Speaking of Hell being unleashed, life becoming a living Hell, and that stuff earlier about coming back from the dead, oh and good dialogue and whatnot (too many suitable segues here…), that brings me to New Avengers #28. The web kids were all abuzz last week with criticism of yet another Civil War inconsistency, this time with Civil War: The Initiative supposedly claiming Captain America was alive, when here, we realize sometimes apparent consistencies are a part of story telling. While the secret illegal Avengers are rescuing the dead-and-revived Echo, they stop off at the Silver Samurai’s pad to hide from The Hand. He’s all angry and asks how they even got out of their country, which prompts a flashback sequence! I really don’t know how this flashback is going to relate to what they’re doing in Japan, but it’s stuff I want to know so I’m glad that Silly Sam asked the question. Turns out, Ms. Marvel dropped that hint to Spider Woman to sucker the secret Avengers into a trap! I don’t know how these dots are going to connect, but it reminds me of when someone’s telling a long joke and you’re like “You promise this is going somewhere?”

And speaking of going somewhere, as in Hell, that leads me to Civil War: The Confession. Tony Stark makes his confession to Captain America’s dead body. It’s pretty obvious early on that the off-screen person he’s talking to; the nice “surprise” is that it’s Captain America’s corpse and not Cap in a cell. As a nice storytelling touch, the issue is told out of sequence, and we get what is presumably Tony and Steve’s last conversation before Cap bit numerous bullets.
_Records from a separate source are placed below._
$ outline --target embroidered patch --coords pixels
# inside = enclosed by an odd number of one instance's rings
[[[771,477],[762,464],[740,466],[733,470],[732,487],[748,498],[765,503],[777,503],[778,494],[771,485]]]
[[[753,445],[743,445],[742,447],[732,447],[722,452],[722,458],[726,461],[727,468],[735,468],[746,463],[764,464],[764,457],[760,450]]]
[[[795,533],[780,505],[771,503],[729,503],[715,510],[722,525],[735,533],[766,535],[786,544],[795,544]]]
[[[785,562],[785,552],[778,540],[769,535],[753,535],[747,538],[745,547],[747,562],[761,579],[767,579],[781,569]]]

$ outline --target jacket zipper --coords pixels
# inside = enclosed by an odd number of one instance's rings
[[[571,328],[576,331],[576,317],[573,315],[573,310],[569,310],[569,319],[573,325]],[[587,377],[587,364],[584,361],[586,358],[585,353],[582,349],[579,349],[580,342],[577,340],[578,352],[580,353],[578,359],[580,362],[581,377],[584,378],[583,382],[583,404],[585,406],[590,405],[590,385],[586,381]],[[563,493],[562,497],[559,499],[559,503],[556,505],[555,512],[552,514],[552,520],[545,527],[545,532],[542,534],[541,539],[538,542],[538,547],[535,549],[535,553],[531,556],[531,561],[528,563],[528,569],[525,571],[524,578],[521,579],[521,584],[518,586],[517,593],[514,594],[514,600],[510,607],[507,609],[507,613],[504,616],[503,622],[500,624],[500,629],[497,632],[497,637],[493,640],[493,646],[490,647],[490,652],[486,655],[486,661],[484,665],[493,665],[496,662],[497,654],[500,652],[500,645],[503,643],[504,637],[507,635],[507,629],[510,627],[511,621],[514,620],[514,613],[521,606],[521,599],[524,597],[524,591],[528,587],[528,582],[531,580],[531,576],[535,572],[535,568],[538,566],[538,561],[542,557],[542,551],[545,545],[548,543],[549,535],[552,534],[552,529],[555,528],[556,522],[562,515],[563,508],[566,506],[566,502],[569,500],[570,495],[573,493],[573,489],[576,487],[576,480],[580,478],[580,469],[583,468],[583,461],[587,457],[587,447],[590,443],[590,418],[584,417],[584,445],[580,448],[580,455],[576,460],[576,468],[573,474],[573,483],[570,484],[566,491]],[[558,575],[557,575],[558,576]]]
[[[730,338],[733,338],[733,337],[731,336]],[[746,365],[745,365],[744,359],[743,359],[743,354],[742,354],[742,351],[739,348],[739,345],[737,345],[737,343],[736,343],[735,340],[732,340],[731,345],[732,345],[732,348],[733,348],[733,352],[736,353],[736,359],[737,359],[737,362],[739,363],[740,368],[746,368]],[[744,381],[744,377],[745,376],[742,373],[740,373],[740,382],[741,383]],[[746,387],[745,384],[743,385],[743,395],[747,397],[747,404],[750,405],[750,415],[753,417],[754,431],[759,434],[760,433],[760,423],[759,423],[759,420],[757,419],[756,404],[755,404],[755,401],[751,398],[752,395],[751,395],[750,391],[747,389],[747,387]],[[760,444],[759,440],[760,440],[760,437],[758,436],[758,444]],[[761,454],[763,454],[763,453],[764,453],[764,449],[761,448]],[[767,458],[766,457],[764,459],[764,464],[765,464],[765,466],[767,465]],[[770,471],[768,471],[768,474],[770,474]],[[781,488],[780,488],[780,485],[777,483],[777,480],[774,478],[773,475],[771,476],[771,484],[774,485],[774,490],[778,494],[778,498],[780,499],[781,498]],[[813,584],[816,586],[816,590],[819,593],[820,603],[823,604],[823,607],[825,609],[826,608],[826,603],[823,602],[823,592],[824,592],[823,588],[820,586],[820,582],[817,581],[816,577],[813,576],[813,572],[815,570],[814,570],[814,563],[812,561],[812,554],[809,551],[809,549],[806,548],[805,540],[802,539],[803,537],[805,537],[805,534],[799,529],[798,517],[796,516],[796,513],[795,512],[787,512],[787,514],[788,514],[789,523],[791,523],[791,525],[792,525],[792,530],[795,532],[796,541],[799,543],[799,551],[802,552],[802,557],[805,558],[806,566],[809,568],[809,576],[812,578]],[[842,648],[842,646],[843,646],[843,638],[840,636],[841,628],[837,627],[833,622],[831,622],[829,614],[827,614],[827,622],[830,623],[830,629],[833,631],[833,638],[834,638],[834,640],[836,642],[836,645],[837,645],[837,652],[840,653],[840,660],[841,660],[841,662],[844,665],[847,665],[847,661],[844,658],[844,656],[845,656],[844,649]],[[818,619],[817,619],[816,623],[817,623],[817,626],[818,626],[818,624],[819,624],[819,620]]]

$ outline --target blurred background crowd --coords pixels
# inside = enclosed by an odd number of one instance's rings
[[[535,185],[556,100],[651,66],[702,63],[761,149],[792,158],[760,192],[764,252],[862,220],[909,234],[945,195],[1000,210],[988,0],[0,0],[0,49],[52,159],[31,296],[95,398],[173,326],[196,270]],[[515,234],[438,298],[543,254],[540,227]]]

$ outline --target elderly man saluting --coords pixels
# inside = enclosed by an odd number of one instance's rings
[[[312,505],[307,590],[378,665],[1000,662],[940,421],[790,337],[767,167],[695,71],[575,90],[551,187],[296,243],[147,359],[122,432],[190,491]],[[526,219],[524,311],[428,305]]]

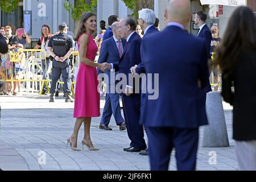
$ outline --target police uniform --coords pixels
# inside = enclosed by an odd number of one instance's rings
[[[52,48],[52,51],[59,57],[64,57],[69,51],[74,48],[74,43],[71,36],[60,32],[52,36],[49,41],[48,47]],[[57,61],[53,57],[52,68],[52,84],[50,93],[54,94],[56,92],[56,84],[63,75],[64,81],[64,92],[67,94],[71,94],[71,61],[69,58],[64,62]]]

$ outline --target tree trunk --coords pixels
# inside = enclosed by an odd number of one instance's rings
[[[135,11],[138,11],[143,8],[148,8],[153,10],[154,0],[141,0],[136,2]]]

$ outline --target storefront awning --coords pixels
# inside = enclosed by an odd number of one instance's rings
[[[218,5],[225,6],[246,6],[246,0],[200,0],[201,4],[204,5]]]

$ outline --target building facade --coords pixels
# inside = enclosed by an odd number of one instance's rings
[[[65,22],[69,31],[75,32],[75,22],[71,14],[64,7],[64,0],[23,0],[19,3],[16,10],[10,14],[1,12],[1,26],[10,25],[13,32],[18,27],[24,27],[33,42],[41,36],[41,27],[49,26],[52,33],[58,31],[58,25]],[[70,0],[75,4],[75,0]]]
[[[196,35],[198,27],[195,24],[193,18],[198,11],[203,10],[208,15],[207,24],[208,27],[213,24],[216,24],[220,28],[220,36],[222,36],[226,29],[228,22],[236,6],[223,6],[219,7],[218,5],[201,5],[200,0],[191,0],[191,11],[192,12],[192,18],[189,24],[186,28],[193,35]],[[256,3],[255,0],[247,0],[247,6],[255,11],[256,14]],[[160,27],[161,29],[165,27],[164,24],[164,9],[169,2],[169,0],[154,0],[154,10],[160,20]],[[220,10],[221,11],[219,14]],[[117,15],[120,18],[123,18],[131,14],[133,12],[128,9],[125,3],[121,0],[98,0],[97,7],[97,21],[98,27],[100,26],[99,22],[101,20],[104,20],[108,22],[108,18],[110,15]]]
Some might claim this issue lacks any surprises or any meaningful events, but that’s just not what this is. A comic book full of guilt-plagued dialogue is what Bendis excels at, and it’s fantastic to see him teamed up with Alex Maleev again.

I really hope Captain America stays dead. I love Captain America, but the guy is just getting a fantastic hero’s send-off in these comics, with grade-A talent handling the chores.